A useful tool to visualize your training is **Tensorboard**. You can also have a look at solutions such as **Weights & Biases**, but we will focus on the simpler Tensorboard for now.
You can easily use Tensorboard with Pytorch by looking at **torch.utils.tensorboard**

Once training is completed, it can be useful to save the weights of your neural network to use it later. The following tutorial explains how you can do this.
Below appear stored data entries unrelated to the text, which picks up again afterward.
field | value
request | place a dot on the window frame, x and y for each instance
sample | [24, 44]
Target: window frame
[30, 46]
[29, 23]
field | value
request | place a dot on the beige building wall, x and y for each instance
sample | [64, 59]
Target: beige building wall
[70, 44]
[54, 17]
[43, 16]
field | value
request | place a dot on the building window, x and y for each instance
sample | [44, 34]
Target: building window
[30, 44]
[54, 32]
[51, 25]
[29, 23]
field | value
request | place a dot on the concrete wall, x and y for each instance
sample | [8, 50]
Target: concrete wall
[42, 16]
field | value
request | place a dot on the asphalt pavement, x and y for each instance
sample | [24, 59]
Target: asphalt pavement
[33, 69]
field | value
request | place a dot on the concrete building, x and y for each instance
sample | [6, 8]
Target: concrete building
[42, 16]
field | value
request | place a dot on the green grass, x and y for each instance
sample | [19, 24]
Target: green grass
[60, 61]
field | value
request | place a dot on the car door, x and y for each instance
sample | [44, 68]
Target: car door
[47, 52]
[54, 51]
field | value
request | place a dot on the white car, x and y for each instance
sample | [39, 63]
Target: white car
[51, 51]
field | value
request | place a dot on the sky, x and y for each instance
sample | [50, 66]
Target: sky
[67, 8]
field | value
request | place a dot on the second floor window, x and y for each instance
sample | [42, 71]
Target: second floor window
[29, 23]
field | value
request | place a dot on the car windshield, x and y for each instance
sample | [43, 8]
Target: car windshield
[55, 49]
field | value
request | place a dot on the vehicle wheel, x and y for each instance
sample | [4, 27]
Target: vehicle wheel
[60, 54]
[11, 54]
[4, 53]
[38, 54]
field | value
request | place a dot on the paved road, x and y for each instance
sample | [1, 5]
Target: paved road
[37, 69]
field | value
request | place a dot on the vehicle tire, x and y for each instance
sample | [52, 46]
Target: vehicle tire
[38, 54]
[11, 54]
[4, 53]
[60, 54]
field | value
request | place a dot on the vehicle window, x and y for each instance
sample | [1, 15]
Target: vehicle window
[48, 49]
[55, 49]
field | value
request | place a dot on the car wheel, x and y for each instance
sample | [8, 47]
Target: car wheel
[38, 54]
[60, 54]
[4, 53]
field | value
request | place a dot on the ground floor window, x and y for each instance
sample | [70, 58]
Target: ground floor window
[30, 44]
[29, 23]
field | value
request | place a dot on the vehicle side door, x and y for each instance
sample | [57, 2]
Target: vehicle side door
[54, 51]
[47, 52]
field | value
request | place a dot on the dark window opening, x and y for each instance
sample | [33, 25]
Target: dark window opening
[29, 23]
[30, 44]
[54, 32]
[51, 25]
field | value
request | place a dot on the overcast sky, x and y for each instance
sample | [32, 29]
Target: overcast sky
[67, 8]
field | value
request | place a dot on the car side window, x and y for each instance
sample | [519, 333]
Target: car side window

Now, try to save and then load your trained model.

```
path = './le_net_cifar10.pth'
# Saving model
torch.save(model.state_dict(), path)
# Loading model
trained_model = LeNet()
trained_model.load_state_dict(torch.load(path))
# To use it for inference only, you might want to pass your model in eval mode
trained_model.eval()
```

You must now **evaluate the performance of your trained model** on the **test set**. To this end, you have to iterate through test samples, and perform forward passes on given data batches. You might want to compute the **test loss**, but also any **accuracy-related metrics** you are interested in. You could also **visualize some test samples** along with the **output distribution of your model**.